Chris' Daily Diary 5: Three Women
Chris Fujiwara's latest blog - today he tells us about meeting the filmmakers at EIFF 2012
Now my days at EIFF are measured out in Q&As. Yesterday evening I moderated three extremely enjoyable sessions with visiting filmmakers.
Mania Akbari, an Iranian filmmaker and actor (Abbas Kiarostami’s 10) now living in London, came to EIFF to present her beautiful One.Two.One. With the aid of two local interpreters, she told the appreciative audience at the Cameo about the importance of the face in Iranian culture, where for women who must appear in public with their bodies otherwise veiled, the face becomes the part of the body where all expressiveness is invested. The questions from the audience were very precise, showing their attentiveness to details of mise en scène and gesture and testifying to the power of Mania’s passionate and meticulous work.
For Katarzyna Klimkiewicz’s stylish Flying Blind, the Polish filmmaker was joined by one of the stars, Najib Oudghiri, and Alison Sterling, the British producer. Alison recounted how while searching for a director who could bring “a European style” to a Bristol-set story of love and suspense, she discovered Klimkiewicz by way of an award-winning short film. Flying Blind was made under the microbudget initiative iFeatures and bodes well both for the initiative and for the future career of Klimkiewicz, whose direction is vigorous, poised and sustained. You can read our interview with Katarzyna here.
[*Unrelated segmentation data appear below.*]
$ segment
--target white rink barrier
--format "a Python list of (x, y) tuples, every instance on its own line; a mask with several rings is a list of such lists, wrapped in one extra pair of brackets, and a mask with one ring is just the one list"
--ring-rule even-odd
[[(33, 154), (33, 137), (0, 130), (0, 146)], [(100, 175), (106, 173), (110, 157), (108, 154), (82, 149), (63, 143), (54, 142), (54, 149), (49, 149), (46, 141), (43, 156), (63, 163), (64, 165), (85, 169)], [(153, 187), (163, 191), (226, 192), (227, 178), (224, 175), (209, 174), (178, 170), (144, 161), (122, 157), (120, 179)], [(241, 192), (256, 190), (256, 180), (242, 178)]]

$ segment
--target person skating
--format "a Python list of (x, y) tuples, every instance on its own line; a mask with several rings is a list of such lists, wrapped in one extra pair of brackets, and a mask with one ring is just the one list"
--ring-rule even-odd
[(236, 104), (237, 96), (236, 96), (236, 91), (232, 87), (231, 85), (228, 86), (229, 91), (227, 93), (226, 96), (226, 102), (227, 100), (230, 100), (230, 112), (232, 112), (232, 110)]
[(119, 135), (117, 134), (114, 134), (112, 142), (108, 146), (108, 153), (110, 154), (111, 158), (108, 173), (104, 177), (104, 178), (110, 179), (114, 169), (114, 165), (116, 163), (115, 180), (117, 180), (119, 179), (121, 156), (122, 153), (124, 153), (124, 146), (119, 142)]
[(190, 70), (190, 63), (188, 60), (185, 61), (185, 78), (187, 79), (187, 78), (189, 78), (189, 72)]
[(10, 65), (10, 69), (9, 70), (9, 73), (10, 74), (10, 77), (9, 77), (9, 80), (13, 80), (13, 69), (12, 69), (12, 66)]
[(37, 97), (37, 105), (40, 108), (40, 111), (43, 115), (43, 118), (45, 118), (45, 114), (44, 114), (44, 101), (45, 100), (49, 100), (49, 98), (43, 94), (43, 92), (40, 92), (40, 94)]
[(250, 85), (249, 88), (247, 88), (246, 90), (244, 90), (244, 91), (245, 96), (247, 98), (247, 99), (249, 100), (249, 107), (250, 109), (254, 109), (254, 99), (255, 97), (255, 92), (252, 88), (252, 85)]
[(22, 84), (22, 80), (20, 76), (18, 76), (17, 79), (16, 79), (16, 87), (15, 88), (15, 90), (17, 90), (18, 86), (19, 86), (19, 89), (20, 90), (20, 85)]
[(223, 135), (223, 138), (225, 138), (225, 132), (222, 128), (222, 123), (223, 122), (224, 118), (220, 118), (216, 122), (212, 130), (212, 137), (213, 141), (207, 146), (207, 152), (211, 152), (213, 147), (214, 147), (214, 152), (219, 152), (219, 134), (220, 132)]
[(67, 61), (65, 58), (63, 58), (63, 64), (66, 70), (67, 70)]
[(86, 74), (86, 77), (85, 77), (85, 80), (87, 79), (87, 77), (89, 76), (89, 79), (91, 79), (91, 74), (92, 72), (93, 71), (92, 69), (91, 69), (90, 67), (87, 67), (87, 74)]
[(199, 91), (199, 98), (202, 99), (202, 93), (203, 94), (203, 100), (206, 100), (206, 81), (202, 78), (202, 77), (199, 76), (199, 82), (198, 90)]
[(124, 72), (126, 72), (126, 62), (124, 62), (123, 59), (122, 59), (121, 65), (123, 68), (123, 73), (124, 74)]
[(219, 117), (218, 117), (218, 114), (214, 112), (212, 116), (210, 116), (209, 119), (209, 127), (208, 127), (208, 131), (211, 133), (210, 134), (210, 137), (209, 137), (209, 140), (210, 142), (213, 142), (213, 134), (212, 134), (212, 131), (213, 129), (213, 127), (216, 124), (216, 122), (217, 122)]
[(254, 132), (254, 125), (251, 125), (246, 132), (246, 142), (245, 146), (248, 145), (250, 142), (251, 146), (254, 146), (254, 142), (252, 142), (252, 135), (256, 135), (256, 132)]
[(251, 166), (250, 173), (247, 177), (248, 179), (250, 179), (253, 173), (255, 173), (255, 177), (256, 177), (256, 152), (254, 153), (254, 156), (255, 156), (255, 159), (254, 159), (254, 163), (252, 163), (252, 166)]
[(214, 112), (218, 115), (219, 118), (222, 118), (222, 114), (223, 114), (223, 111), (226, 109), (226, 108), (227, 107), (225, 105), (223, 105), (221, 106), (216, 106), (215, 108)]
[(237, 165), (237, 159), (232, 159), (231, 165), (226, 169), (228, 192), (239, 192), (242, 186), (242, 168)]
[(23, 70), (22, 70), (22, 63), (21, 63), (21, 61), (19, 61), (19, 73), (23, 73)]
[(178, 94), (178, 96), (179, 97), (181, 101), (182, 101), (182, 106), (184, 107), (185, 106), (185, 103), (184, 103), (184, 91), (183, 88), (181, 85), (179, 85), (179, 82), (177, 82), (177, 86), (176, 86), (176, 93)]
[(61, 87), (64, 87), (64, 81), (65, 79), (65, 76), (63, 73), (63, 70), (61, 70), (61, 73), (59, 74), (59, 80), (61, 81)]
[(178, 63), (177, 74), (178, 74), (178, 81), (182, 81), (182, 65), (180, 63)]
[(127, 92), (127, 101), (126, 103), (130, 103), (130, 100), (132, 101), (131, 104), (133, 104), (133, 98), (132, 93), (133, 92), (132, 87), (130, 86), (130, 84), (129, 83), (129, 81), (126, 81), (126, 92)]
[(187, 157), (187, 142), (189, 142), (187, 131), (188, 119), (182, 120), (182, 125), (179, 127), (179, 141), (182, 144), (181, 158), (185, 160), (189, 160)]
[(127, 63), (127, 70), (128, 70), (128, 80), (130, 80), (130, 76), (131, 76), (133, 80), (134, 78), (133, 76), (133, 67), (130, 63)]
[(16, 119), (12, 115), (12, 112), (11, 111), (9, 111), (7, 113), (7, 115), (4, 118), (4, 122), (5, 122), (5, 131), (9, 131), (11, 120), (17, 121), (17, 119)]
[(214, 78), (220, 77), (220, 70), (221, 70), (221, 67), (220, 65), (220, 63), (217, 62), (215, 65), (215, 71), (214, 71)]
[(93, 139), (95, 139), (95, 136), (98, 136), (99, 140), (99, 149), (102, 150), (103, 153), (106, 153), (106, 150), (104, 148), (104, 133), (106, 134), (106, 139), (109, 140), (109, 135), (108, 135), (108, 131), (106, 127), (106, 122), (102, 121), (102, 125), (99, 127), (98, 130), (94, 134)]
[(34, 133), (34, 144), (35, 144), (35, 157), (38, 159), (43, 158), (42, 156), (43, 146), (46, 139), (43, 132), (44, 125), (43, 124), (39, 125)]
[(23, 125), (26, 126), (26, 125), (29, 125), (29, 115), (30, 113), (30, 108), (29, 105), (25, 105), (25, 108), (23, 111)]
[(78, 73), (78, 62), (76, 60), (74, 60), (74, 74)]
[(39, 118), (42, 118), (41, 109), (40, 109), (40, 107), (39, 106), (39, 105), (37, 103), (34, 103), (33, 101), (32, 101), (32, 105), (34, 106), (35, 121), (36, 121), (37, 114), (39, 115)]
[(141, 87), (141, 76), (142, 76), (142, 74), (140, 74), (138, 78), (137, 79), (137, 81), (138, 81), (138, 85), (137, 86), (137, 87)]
Taiwanese director DJ Chen, fresh from the airport, came with her Young Dudes, an atmospheric, very trippy film about young people facing the impending apocalypse. I admitted at the start of the Q&A that I had a less than clear idea what the film, which I’d seen three months earlier at its world premiere in Hong Kong, was supposed to be about. The director didn’t seem to mind. Her talk, half in English half in interpreted Chinese, was fuelled by cheerful nervous energy. Turns out Young Dudes will open on 18 to 20 screens in Taiwan on 31 August. There is hope for the world.